Br J Clin Pharmacol. 1980 Oct;10(4):353-61. doi: 10.1111/j.1365-2125.1980.tb01771.x.

Abstract
  1. Blood clearances of lignocaine and indocyanine green together with indocyanine green half-lives were measured in 17 post-myocardial infarct patients (one patient was studied twice) between 8 h and 36 h after starting intravenous lignocaine infusions for the treatment of cardiac arrhythmias. 2. Mean +/- s.d. values of lignocaine clearance (ml min-1 kg-1) were higher in patients without heart failure (11.8 +/- 2.6, n = 9) than in those with heart failure (7.2 +/- 1.9, n = 9) (P < 0002). 3. Clearances of lignocaine and indocyanine green were not correlated but lignocaine clearance was directly related to the reciprocal of indocyanine green half-life (rs = 0.67, P < 0.01). 4. In eight patients who received both lignocaine and indocyanine green and in a further five patients received only lignocaine and whose lignocaine infusions lasted 24h or more, a 25% rise in lignocaine concentrations was observed between 8-12h and 24-28h. 5. The mean +/- s.d. post-infusion terminal half-life of lignocaine in four patients whose lignocaine infusions lasted 30h or longer was 7.2 +/- 2.1 h. 6. Heart failure was associated with greater changes in lignocaine kinetics than in indocyanine green kinetics. 72% of the variance between observed and predicted lignocaine clearances could be accounted for by multiple linear regression analysis incorporating indocyanine green half-life and the presence or absence of heart failure.
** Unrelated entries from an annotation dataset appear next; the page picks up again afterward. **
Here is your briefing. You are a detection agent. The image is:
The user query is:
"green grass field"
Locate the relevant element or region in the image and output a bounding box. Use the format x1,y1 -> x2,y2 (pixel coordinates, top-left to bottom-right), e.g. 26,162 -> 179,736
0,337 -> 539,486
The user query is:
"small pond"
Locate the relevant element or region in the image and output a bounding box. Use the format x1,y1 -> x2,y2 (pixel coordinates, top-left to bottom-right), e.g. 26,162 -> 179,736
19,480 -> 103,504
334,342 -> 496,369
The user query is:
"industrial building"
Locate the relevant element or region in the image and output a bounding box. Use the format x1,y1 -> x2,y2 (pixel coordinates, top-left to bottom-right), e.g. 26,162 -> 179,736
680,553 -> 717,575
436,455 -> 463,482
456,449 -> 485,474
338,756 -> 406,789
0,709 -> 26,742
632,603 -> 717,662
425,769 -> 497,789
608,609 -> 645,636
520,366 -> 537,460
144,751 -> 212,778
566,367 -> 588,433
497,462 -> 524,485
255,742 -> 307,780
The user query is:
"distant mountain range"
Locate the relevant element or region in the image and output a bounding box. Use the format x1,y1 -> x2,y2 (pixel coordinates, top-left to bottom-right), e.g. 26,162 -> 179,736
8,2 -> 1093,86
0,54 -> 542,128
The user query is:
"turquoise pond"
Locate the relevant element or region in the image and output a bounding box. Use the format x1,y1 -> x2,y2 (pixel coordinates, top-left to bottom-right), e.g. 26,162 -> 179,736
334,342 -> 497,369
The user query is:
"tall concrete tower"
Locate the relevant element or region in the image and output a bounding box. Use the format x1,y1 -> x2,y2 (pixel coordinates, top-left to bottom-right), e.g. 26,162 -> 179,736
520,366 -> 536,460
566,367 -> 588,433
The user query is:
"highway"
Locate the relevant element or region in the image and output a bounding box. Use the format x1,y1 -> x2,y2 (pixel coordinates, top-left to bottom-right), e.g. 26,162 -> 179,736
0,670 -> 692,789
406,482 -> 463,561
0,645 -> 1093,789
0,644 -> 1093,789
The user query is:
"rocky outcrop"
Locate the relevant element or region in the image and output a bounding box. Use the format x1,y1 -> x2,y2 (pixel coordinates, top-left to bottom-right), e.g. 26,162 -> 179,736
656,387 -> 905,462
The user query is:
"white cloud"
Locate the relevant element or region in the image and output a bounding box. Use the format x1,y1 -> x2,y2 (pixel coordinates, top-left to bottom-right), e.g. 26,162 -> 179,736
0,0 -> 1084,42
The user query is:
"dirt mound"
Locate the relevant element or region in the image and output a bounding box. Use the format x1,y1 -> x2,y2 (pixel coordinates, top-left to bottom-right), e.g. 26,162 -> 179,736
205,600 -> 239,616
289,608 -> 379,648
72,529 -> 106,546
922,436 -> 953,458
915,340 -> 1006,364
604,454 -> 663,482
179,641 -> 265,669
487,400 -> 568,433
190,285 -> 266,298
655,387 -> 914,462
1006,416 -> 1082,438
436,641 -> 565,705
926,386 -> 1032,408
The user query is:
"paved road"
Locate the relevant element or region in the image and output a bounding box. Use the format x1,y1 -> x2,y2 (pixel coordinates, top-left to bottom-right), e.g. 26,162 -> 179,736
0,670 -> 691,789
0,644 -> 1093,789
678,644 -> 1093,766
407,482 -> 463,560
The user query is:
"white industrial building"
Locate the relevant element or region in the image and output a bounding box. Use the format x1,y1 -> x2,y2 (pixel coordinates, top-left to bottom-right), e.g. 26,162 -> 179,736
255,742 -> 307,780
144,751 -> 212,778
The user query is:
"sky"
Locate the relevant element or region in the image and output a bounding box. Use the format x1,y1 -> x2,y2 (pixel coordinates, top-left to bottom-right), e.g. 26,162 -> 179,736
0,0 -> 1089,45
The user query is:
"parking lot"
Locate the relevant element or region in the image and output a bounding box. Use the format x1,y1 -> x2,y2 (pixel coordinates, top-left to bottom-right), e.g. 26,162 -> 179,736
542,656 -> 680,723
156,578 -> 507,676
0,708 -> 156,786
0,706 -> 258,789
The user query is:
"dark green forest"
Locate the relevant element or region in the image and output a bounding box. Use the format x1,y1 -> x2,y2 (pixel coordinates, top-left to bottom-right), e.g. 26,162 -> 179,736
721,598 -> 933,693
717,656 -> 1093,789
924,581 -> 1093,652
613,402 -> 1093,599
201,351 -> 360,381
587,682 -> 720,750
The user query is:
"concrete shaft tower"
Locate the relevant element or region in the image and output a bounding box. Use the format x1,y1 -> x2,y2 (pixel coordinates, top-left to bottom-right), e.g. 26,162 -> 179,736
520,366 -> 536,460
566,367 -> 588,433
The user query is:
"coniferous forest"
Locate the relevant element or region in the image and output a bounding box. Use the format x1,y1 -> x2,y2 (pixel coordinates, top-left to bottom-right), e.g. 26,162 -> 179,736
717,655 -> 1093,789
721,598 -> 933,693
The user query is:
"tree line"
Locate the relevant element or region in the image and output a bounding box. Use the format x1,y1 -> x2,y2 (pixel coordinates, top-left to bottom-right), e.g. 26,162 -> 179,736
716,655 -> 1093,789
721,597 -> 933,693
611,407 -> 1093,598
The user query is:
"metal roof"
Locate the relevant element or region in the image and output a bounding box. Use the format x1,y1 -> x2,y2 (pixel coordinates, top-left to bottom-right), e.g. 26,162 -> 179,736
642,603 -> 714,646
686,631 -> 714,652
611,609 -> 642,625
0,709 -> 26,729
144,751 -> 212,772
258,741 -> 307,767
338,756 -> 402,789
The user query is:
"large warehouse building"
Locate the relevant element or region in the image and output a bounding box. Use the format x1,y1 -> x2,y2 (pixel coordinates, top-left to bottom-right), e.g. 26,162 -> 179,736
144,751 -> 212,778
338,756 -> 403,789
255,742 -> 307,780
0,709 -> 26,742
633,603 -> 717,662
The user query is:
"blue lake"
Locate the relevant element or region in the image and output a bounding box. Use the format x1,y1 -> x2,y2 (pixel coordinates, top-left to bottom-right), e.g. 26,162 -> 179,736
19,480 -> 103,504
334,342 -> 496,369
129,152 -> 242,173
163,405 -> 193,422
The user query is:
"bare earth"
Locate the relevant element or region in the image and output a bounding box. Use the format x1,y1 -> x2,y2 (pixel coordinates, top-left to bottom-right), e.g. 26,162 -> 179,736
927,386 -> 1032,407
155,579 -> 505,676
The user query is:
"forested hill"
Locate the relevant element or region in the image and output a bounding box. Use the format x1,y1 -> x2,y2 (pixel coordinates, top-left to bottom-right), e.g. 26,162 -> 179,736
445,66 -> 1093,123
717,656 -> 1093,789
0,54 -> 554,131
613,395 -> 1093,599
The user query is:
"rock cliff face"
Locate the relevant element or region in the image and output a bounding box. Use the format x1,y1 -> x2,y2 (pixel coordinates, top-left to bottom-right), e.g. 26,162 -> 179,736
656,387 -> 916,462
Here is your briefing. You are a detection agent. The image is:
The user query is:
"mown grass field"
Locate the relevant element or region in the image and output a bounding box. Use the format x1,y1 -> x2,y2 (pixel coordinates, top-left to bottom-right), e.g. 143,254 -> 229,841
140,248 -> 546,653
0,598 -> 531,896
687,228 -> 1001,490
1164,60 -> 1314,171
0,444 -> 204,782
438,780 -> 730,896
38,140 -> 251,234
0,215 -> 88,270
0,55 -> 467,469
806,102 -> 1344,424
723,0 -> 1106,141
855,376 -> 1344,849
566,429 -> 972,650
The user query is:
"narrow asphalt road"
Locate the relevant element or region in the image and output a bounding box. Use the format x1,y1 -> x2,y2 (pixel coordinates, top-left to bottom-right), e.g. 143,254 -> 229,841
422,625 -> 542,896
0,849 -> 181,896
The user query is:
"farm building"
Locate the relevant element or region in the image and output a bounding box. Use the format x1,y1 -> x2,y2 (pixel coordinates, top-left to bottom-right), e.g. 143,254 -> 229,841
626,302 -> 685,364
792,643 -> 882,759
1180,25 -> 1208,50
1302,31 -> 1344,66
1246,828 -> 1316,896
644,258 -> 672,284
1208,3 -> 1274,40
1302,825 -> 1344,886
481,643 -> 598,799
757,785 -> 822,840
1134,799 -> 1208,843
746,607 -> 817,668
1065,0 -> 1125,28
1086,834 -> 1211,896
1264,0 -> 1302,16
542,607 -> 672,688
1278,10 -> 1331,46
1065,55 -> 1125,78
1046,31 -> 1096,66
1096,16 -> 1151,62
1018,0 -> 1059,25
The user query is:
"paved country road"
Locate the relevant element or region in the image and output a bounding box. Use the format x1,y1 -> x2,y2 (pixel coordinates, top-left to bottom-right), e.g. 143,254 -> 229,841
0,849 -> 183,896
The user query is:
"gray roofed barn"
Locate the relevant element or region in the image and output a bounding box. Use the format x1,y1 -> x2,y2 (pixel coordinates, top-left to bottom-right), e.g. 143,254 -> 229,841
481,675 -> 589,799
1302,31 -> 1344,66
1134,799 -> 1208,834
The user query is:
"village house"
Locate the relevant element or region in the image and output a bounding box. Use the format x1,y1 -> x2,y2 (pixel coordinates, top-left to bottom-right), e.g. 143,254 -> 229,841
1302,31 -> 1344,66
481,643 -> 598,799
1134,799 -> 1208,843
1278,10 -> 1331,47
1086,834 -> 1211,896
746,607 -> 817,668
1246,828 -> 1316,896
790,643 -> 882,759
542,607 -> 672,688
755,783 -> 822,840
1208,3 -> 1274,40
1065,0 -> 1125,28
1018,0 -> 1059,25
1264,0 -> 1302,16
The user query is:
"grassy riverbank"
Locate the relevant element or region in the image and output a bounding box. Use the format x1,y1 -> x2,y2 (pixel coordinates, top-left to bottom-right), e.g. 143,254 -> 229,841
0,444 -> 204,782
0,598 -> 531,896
Indocyanine green half-life contributed only 17% of the variance indicating that by itself it is of limited value in predicting lignocaine requirements. 7. Lignocaine kinetics during and after prolonged intravenous infusion were not predicted by data obtained after intravenous bolus injection. 8. A lowering of lignocaine dosage may be clinically desirable in the presence of heart failure and if an infusion lasts longer than 24 h.
摘要
  1. 在17例心肌梗死后患者(1例患者接受了两次研究)中,于开始静脉输注利多卡因治疗心律失常后8小时至36小时期间,测定了利多卡因和吲哚菁绿的血液清除率以及吲哚菁绿的半衰期。2. 无心力衰竭患者的利多卡因清除率(毫升·分钟⁻¹·千克⁻¹)的均值±标准差(11.8±2.6,n = 9)高于有心力衰竭患者(7.2±1.9,n = 9)(P < 0.002)。3. 利多卡因和吲哚菁绿的清除率无相关性,但利多卡因清除率与吲哚菁绿半衰期的倒数直接相关(rs = 0.67,P < 0.01)。4. 在8例同时接受利多卡因和吲哚菁绿的患者以及另外5例仅接受利多卡因且利多卡因输注持续24小时或更长时间的患者中,观察到利多卡因浓度在8 - 12小时和24 - 28小时之间升高了25%。5. 4例利多卡因输注持续30小时或更长时间的患者,输注后利多卡因的平均±标准差终末半衰期为7.2±2.1小时。6. 心力衰竭与利多卡因动力学变化的关联大于与吲哚菁绿动力学变化的关联。通过纳入吲哚菁绿半衰期和心力衰竭的存在与否进行多元线性回归分析,可以解释观察到的和预测的利多卡因清除率之间72%的差异。吲哚菁绿半衰期仅占差异的17%,表明其自身在预测利多卡因需求量方面价值有限。7. 静脉推注注射后获得的数据无法预测长时间静脉输注期间及之后的利多卡因动力学。8. 在存在心力衰竭且输注持续超过24小时的情况下,临床上可能需要降低利多卡因剂量。